Für die Resolution stimmten 491 der Abgeordneten, es gab neun Gegenstimmen. Die Entscheidung des Europaparlaments ist allerdings nicht bindend. Nach Diplomatenangaben ziehen die EU-Staaten bislang keine Sanktionen gegen Aserbaidschan in Betracht.
Die EU bezieht seit dem russischen Angriffskrieg in der Ukraine verstärkt Gas aus Aserbaidschan. Kommissionspräsidentin Ursula von der Leyen hatte im vergangenen Jahr eine "strategische Partnerschaft" mit der Regierung in Baku unterzeichnet. Im Rahmen der Zusammenarbeit will die EU ihre Gasimporte aus Baku bis 2027 verdoppeln. Der Kaukasusstaat wird seit 20 Jahren vom autoritären Staatschef Ilham Alijew regiert.
EU unterstützt Armenien massiv
Brüssel verdoppelt derweil auch die humanitäre Hilfe für Armenien. Zusätzlich zu den schon gewährten 5,2 Millionen Euro sagte von der Leyen in Granada weitere 5,25 Millionen zu. Weiter versprach sie dem traditionell mit Russland verbündeten Kaukasusstaat Unterstützung beim Infrastruktur-Ausbau. Ein entsprechender Wirtschafts- und Investitionsplan sehe Investments im Gesamtumfang von bis zu 2,6 Milliarden Euro vor. Außerdem wolle die EU für vertrauensbildende Maßnahmen und eine "ausgewogene" Medienberichterstattung zusätzliche 800.000 Euro bereitstellen, so die EU-Kommissionspräsidentin.
Auf Initiative der EU hätte an diesem Donnerstag am Rande des Gipfels der Europäischen Politischen Gemeinschaft im spanischen Granada ein Treffen zwischen Aserbaidschans Präsidenten Alijew und dem armenischen Regierungschef Nikol Paschinjan stattfinden sollen. Alijew entschied sich laut aserbaidschanischen Medien aber gegen eine Teilnahme.
Der für Krisenmanagement zuständige EU-Kommissar Janez Lenarcic will der Mitteilung zufolge an diesem Freitag nach Armenien reisen, um über konkrete Hilfsmaßnahmen zu sprechen, unter anderem durch den EU-Katastrophenschutz-Mechanismus. Armenien ist kein EU-Beitrittskandidat, gehört aber mit Aserbaidschan und vier weiteren postsowjetischen Staaten zur sogenannten Östlichen Partnerschaft; mit diesem Projekt verfolgt die EU eine stärkere wirtschaftliche Integration.

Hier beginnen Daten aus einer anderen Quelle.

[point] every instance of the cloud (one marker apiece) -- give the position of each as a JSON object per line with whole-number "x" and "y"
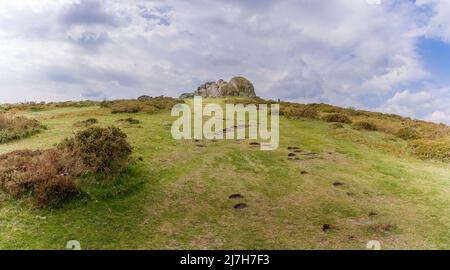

Konflikt flammte seit drei Jahrzehnten immer wieder auf
Seit dem Zusammenbruch der Sowjetunion stritten die ehemaligen Sowjetrepubliken Armenien und Aserbaidschan um die Region Berg-Karabach. Diese gehört völkerrechtlich zu Aserbaidschan, bisher lebten dort aber überwiegend ethnische Armenier. 1991 hatte sich Berg-Karabach nach einem Referendum für unabhängig erklärt. Der Entscheid wurde jedoch international nicht anerkannt und von der aserbaidschanischen Minderheit boykottiert. Mehrfach führten die dortigen pro-armenischen Kräfte und Aserbaidschan gegeneinander Krieg.